# Breeding signs or False alarm



## Rollerzonly59 (Aug 23, 2004)

ive been noticing a lot of my plastic amazon sword plants are getting shredded up that are in the tank... but on top of that i noticed late last night when i got home from work that 2 of my red bellies were rubbing each other sideways in what looked to be like a spawn session(both are about 7-8 inches or larger...only i havent seen any eggs yet. if they are or when they do... does it matter what type of gravel you have in your tank... what do they prefer for nesting areas and will they lay the eggs just anywhere or do they have prefered spots? i dont have fine gravel in the tank... each rock is a little smaller then a dime, would that be sufficient or does it matter at all? any advice would be greatly appreciated... i was also thinking about simulating the dry season in the tank for a little while followed by a water change and then see what happens?


----------



## HOLLYWOOD (Feb 6, 2003)

Why mess with the aquarium if they are already displaying possible spawnning activity? Just let them be.
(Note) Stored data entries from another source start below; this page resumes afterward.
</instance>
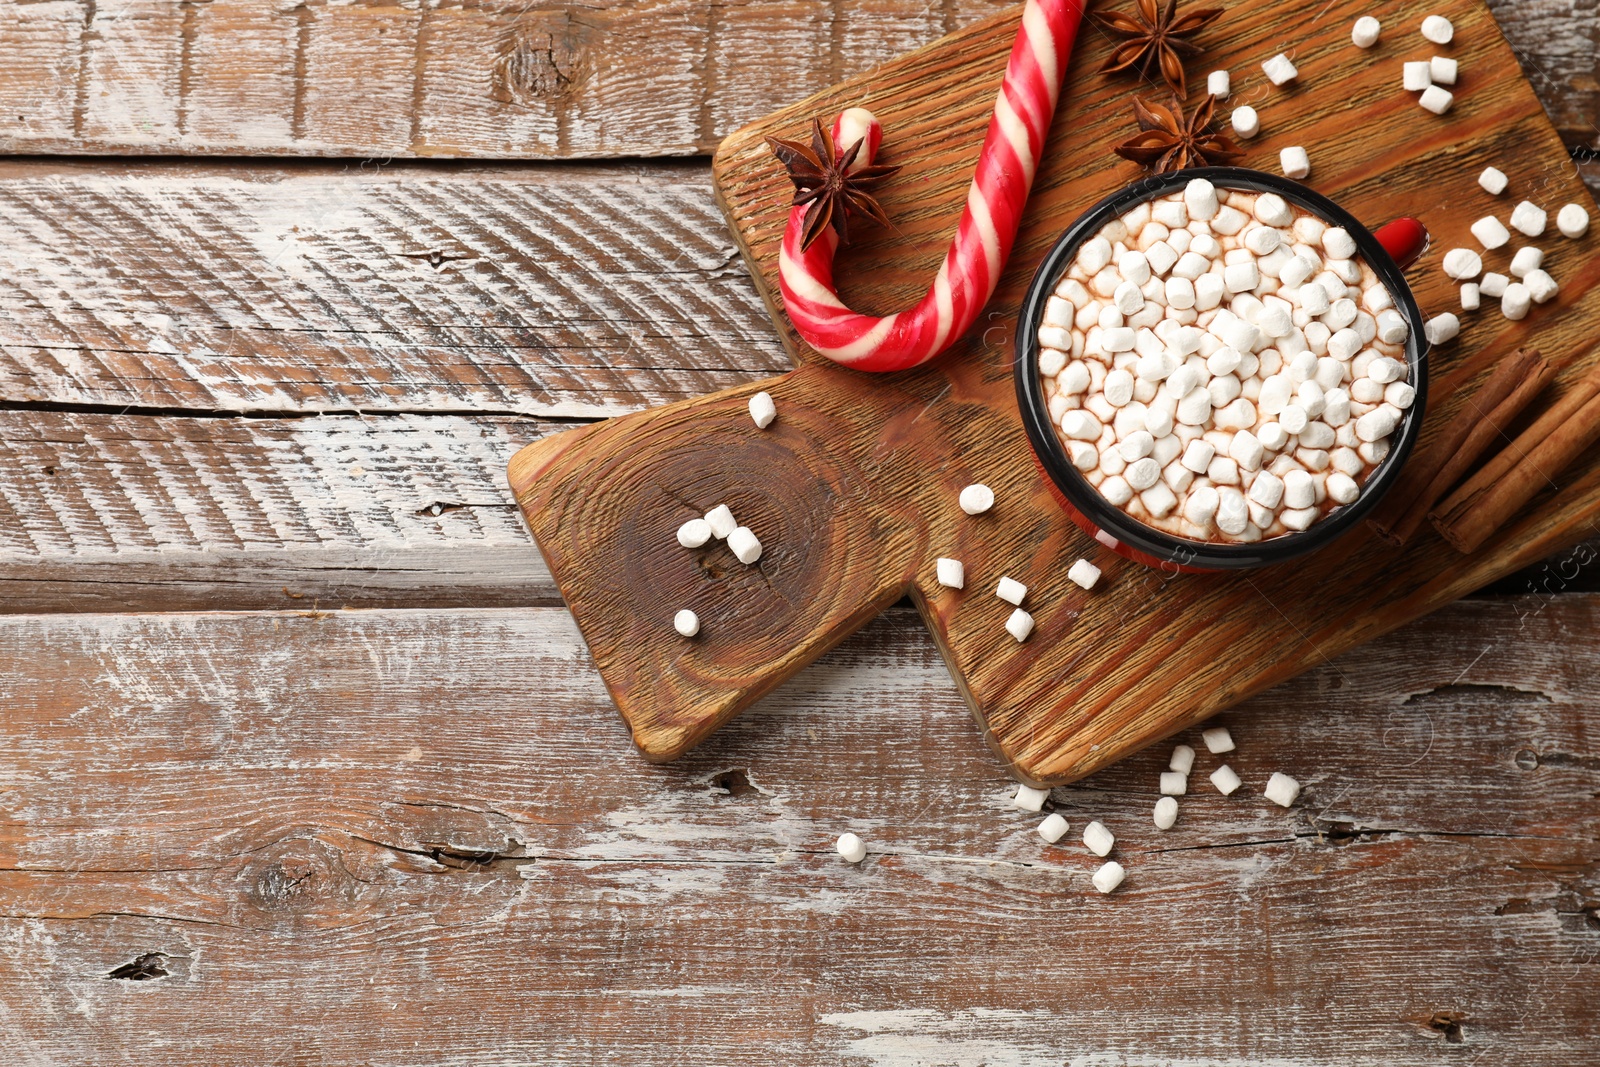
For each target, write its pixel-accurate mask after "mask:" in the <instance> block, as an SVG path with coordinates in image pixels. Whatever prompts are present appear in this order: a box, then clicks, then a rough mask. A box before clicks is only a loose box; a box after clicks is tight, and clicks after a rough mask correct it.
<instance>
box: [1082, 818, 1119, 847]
mask: <svg viewBox="0 0 1600 1067" xmlns="http://www.w3.org/2000/svg"><path fill="white" fill-rule="evenodd" d="M1115 843H1117V838H1115V837H1112V832H1110V830H1107V829H1106V824H1104V822H1101V821H1099V819H1096V821H1094V822H1090V824H1088V825H1086V827H1083V846H1085V848H1088V849H1090V851H1091V853H1094V854H1096V856H1107V854H1109V853H1110V846H1112V845H1115Z"/></svg>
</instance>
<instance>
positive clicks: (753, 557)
mask: <svg viewBox="0 0 1600 1067" xmlns="http://www.w3.org/2000/svg"><path fill="white" fill-rule="evenodd" d="M728 547H730V549H733V553H734V555H736V557H738V558H739V563H755V561H757V560H760V558H762V542H760V541H758V539H757V537H755V534H754V533H750V528H749V526H734V530H733V533H731V534H728Z"/></svg>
They would not display this type of behaviour if the conditions werent right.



Rollerzonly59 said:


> ive been noticing a lot of my plastic amazon sword plants are getting shredded up that are in the tank... but on top of that i noticed late last night when i got home from work that 2 of my red bellies were rubbing each other sideways in what looked to be like a spawn session(both are about 7-8 inches or larger...only i havent seen any eggs yet. if they are or when they do... does it matter what type of gravel you have in your tank... what do they prefer for nesting areas and will they lay the eggs just anywhere or do they have prefered spots? i dont have fine gravel in the tank... each rock is a little smaller then a dime, would that be sufficient or does it matter at all? any advice would be greatly appreciated... i was also thinking about simulating the dry season in the tank for a little while followed by a water change and then see what happens?
> [snapback]806142[/snapback]​


----------



## KrazyCrusader (Oct 26, 2004)

If you have a tank setup for the Fry it might not be a bad idea to add some type of spawning material. The only reason is it would make removal of eggs lots easier. You could add a spawning mop or you could add a peat bunch. Holywood is right though. If you do make changes to the conditions it is possible that they might become uninterested. Good luck


----------